November R&D Round Up

E-mail Melanie Martella

This month, we have a definite medical slant. This month's stories include a metamaterial that boosts the quality of ultrasonic images, using weak microwaves to measure vital signs without having to use pesky electrodes, and a fast test for breast cancer that uses radio frequency to distinguish healthy from diseased tissue.

Clearer Ultrasonic Images
Ultrasound is very, very good at what it does, but because ultrasound imaging can't resolve features that are smaller than the wavelength of the sound waves used, sonagram images have limited resolution. That may change, however, thanks to the work of UC Berkeley and Universidad Autonoma de Madrid researchers who have used a metamaterial to drastically improve the resolution of sonography. And when I say drastically, I mean by a factor of 50. The key to their breakthrough (detailed in Robert Sanders' UC Berkeley news article, "Novel metamaterial vastly improves quality of ultrasound imaging"), is the use of a metamaterial—in this case, tiny hollow copper tubes, bundled together and placed near the object being scanned—that capture evanescent sound waves which are then used to reconstruct sub-wavelength detail and thus achieve far clearer sonographic images. Eventually, the metamaterial may find its way to an ultrasound probe near you. I look forward to this, because whenever a pregnant friend points at a blob on her sonogram and declares "that's his arm!" I currently have to take it on faith.

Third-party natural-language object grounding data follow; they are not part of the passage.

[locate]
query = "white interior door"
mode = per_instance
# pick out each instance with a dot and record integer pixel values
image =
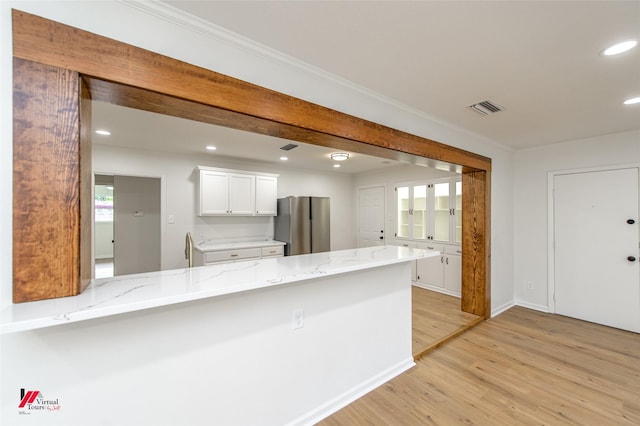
(597, 274)
(371, 217)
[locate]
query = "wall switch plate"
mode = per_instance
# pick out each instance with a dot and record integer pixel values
(298, 319)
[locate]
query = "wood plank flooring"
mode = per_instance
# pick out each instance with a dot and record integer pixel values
(436, 318)
(521, 368)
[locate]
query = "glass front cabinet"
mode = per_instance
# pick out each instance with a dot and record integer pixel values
(429, 216)
(430, 212)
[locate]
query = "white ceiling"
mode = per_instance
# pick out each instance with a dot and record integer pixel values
(540, 60)
(132, 128)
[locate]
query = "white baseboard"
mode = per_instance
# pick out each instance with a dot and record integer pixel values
(534, 306)
(500, 309)
(325, 410)
(436, 289)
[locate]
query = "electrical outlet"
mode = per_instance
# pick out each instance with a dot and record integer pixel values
(298, 319)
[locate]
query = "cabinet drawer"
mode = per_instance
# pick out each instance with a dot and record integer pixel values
(225, 256)
(453, 250)
(273, 251)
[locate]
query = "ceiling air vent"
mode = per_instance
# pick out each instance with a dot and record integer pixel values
(486, 107)
(288, 147)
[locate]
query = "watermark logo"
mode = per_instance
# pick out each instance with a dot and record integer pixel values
(33, 401)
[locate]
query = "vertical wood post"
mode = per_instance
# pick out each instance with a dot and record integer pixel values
(46, 182)
(476, 290)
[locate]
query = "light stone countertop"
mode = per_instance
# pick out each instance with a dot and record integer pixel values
(112, 296)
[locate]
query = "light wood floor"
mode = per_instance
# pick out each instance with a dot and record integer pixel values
(520, 368)
(436, 318)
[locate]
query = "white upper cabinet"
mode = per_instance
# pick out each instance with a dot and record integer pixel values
(234, 192)
(266, 195)
(430, 211)
(214, 193)
(241, 194)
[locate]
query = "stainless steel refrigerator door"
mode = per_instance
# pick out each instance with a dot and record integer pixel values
(320, 224)
(300, 228)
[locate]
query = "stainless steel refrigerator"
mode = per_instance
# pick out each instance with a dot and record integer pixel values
(303, 223)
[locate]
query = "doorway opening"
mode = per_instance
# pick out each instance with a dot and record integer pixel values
(127, 225)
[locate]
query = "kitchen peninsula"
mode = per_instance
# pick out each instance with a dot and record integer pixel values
(283, 340)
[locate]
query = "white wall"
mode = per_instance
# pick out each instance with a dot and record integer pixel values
(187, 40)
(532, 167)
(180, 182)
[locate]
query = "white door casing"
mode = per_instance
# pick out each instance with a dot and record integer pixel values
(371, 216)
(593, 279)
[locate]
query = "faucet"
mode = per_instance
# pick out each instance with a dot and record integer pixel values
(188, 250)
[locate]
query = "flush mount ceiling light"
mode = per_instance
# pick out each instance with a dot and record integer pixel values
(339, 156)
(616, 49)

A Noncontact Alternative to Electrodes
It's not that I don't see the value in electrodes, I do, but for patients who are being monitored but are still expected to move around, they present a problem. As Science Daily reports in its article, "Portable Microwave Sensors for Measuring Vital Signs", physicist Atsushi Mase of Kyushu University in Japan and his colleague Daisuke Nagae have developed a method of monitoring vital signs by using very weak microwaves. As the microwaves scatter off the body, body motions—such as the chest wall moving as the patient inhales or exhales or as the heart beats—induce a shift in the wave's phase. The reflected waves are detected by a very sensitive microwave sensor. Through the magic of signal processing, the researchers can then extract, in near real-time, exactly how the person's heart rate is changing. The article lists a number of potential applications, not all of which are medical in nature.

Fast Breast Cancer Scanning
Of all the types of cancer that afflict humanity, breast cancer seems to be the one that gets the most notice. Mammograms used to try to detect breast cancer in its earliest stages work fairly well for women older than 50, but for younger women they're far less successful because, not to put too fine a point on it, younger women have denser breast tissue, which means that the difference between the density of a tumor (benign or malignant) and the density of the surrounding tissue just isn't different enough. This doesn't even touch on the stress involved when a lump is found, and the woman has to wait to find out just how worried she needs to be. Professor Zhipeng Wu of the University of Manchester in the U.K. has invented a portable scanner that can rapidly show whether tumors are present in the breast. As noted in "Portable breast scanner allows cancer detection in the blink of an eye", other researchers have successfully used RF or microwaves to detect breast cancer—the method relies on the dielectric difference between healthy and diseased tissue, so doesn't have the same problems that mammography does—but it took a few minutes to produce the diagnostic images and the test had to be performed at a medical facility.

Professor Wu's system couples computer tomography with an RF scanner to create a portable system that produces an image as soon as the woman places her breast in the cup of the device. Because it's fast, portable, and easy to use, it could provide more rapid and effective screening to doctors' offices.